By way of update to Detroit's financial woes, reported here, many will have heard that the city has now filed for bankruptcy.
The Detroit Institute of Arts, nevertheless, remains at the centre of the debate as to how the city could reduce its debt.
The Art Newspaper reports that "At some point in the past two months, Christie’s auction house sent two employees to Detroit to assess DIA’s collection...The auction house did not show up uninvited, according to a source familiar with the situation, but it is unclear who requested Christie’s services."

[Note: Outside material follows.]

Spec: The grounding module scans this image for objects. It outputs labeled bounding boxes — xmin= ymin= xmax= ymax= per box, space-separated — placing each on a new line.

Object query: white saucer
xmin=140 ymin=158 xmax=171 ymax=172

It is still unclear, however, whether the city is entitled to use the art collection in this way. The Art Newspaper explains the situation:
"Unlike most museums, DIA’s collection and facilities are owned by the city, which makes them vulnerable to creditors if Detroit successfully files for bankruptcy...But according to many museum advocates, as well as the Michigan state attorney general Bill Schuette, the collection is not a traditional asset because it is held in a charitable trust for the people of Michigan. The city, according to a formal opinion issued by Schuette on 13 June, is “limited to using the assets for the designated purpose of [the] trust” — in this case, the acquisition of art.
Whether the attorney general’s opinion amounts to state law is open to interpretation and could be subject to a legal fight...A bill to protect the collection, passed by the state Senate on 11 June, currently awaits a vote in the House of Representatives."Thus, it remains a case of wait and see.